MIDIRS received the following message from Dr Bryan Beattie, a consultant in fetal medicine at University Hospital of Wales in Cardiff, on its Facebook page.
Dr Beattie is also medical director at Innermost Healthcare, a private clinic in Cardiff.
The message – which is publicly visible – was sent to us in response to last week’s updated NICE guidelines concerning home birth being safer than hospitals for low-risk mothers. It has been reproduced verbatim and in full below.
You may be aware that on 3/12/2015, NICE issued guidelines recommending that many more women would be better off giving birth at home with lower rates of intervention such as caesarean section, forceps, epidural and episiotomy but with no disadvantages to their baby.
As one of the UK’s leading practitioners of fetal medicine, Innermost Healthcare is extremely concerned by these recommendations being misinterpreted by the media and by pregnant women and we would strongly caution GPs and pregnant women to be careful in how they interpret this advice.
Home births are definitely not a safer option for first time mothers even if they are deemed low risk, as there is double the chance of having a dead, damaged or handicapped baby.
This is not the case if they deliver in hospital or a midwifery led unit. I have personally issued a response to the NICE suggestions, the basis of which cautions that in such cases, they should deliver in a midwifery led unit alongside a hospital maternity unit so to ensure safe clinical backup if urgent complications arise bearing in mind about 35-45% will transfer to hospital in labour.
This is distressing for pregnant women and their partners and with stretched ambulance services, transfers may take longer.
The suggestion by NICE that 45% of all women are at low risk of complications during pregnancy is also unhelpful, as it is impossible to classify someone as low risk using conventional antenatal care based on feeling and measuring a bump.

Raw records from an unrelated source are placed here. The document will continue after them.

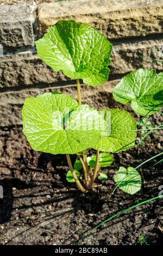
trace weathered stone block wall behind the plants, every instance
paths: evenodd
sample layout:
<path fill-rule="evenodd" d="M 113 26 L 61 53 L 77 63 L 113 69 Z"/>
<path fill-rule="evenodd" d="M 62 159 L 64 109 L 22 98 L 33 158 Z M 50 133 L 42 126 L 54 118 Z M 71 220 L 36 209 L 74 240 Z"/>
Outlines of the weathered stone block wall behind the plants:
<path fill-rule="evenodd" d="M 28 96 L 55 89 L 76 95 L 74 81 L 44 64 L 37 56 L 34 46 L 34 41 L 60 19 L 89 23 L 114 45 L 110 82 L 98 89 L 84 87 L 85 94 L 101 97 L 100 92 L 103 90 L 109 94 L 118 79 L 137 68 L 163 70 L 163 63 L 141 58 L 158 58 L 154 50 L 163 52 L 162 0 L 76 0 L 37 6 L 23 3 L 2 4 L 1 127 L 21 124 L 21 107 Z"/>

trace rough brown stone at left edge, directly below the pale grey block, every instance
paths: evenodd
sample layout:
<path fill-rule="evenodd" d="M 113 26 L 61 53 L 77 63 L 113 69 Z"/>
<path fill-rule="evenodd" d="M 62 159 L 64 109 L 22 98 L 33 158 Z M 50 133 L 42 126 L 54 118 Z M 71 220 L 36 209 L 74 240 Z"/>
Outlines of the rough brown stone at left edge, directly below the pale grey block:
<path fill-rule="evenodd" d="M 0 65 L 0 87 L 66 81 L 61 72 L 54 72 L 32 51 L 5 55 L 0 58 Z"/>

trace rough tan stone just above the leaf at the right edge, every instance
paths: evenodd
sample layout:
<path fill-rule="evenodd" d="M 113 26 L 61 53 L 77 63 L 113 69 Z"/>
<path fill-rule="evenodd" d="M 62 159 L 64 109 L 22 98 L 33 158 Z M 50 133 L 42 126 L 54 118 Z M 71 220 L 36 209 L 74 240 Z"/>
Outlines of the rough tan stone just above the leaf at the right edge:
<path fill-rule="evenodd" d="M 153 59 L 160 58 L 159 54 L 154 50 L 163 52 L 163 39 L 140 40 L 114 45 L 112 50 L 111 74 L 125 74 L 139 68 L 162 71 L 162 62 L 154 62 L 146 59 L 146 57 Z"/>

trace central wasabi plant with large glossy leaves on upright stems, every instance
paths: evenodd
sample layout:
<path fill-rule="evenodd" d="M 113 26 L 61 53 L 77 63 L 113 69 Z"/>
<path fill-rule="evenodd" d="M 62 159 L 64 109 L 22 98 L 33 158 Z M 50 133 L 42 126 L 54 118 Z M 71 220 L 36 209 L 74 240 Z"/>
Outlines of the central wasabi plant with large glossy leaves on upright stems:
<path fill-rule="evenodd" d="M 36 151 L 66 154 L 70 168 L 67 181 L 76 182 L 80 191 L 87 192 L 96 178 L 107 179 L 101 168 L 114 161 L 110 153 L 133 147 L 136 139 L 136 123 L 127 111 L 98 111 L 82 105 L 79 79 L 93 87 L 108 81 L 112 44 L 89 25 L 61 20 L 36 41 L 36 48 L 39 57 L 55 72 L 61 71 L 77 81 L 78 101 L 57 92 L 26 99 L 22 109 L 24 135 Z M 133 97 L 130 92 L 127 95 L 128 99 L 123 95 L 124 103 L 130 101 L 130 95 Z M 91 155 L 90 149 L 96 154 Z M 71 154 L 77 155 L 74 164 Z M 116 183 L 122 184 L 130 171 L 121 170 Z M 134 176 L 126 178 L 127 193 L 137 192 L 136 186 L 140 189 L 141 177 L 136 170 Z"/>

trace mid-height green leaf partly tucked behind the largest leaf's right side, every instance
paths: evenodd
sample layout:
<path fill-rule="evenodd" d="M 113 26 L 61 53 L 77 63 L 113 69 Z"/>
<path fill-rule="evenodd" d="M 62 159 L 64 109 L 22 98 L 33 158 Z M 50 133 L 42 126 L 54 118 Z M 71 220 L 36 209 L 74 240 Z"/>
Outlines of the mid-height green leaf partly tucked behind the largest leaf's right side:
<path fill-rule="evenodd" d="M 99 112 L 103 112 L 106 123 L 109 123 L 111 114 L 111 126 L 110 135 L 102 136 L 101 142 L 96 145 L 95 149 L 117 153 L 133 147 L 136 139 L 136 123 L 130 113 L 117 108 L 104 109 Z"/>

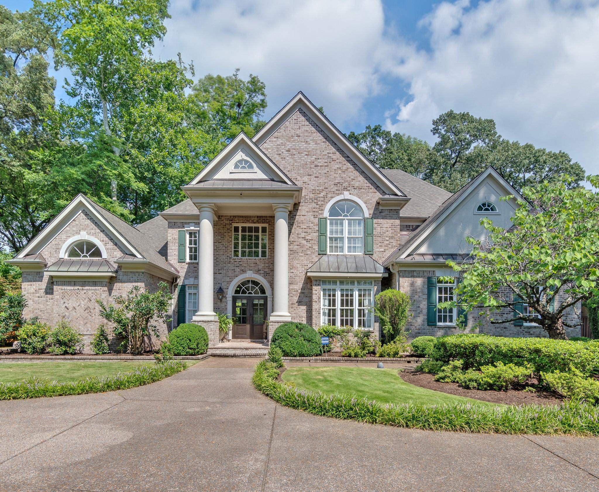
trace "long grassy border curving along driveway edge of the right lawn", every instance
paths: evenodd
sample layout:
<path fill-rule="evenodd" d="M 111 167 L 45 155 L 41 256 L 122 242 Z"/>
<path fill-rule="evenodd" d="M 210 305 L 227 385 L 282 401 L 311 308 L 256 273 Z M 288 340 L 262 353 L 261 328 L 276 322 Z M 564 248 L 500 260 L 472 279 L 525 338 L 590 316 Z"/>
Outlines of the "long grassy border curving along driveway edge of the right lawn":
<path fill-rule="evenodd" d="M 268 361 L 256 366 L 256 389 L 289 408 L 314 415 L 371 424 L 426 430 L 501 434 L 568 434 L 599 436 L 599 407 L 567 402 L 561 406 L 525 405 L 491 408 L 481 405 L 382 405 L 351 395 L 323 395 L 299 390 L 277 380 Z"/>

Part of being low risk assumes the baby is also low risk i.e. it is well grown, head first and has a normal amount of amniotic fluid in its sac. This cannot be checked without a 36 week scan. Feeling a bump misses a third of breech babies, and at least half of the babies who are not growing well. Assessment of amniotic fluid without a scan is even less accurate.
All “low risk” mums who are considering a non hospital birth should have a 36 week scan to make sure their baby is ALSO “low risk” and ready for a normal birth, which the NHS is not currently offering. Only then can they make an informed decision about place of birth. Unfortunately, NICE has not made this recommendation, and this is of concern.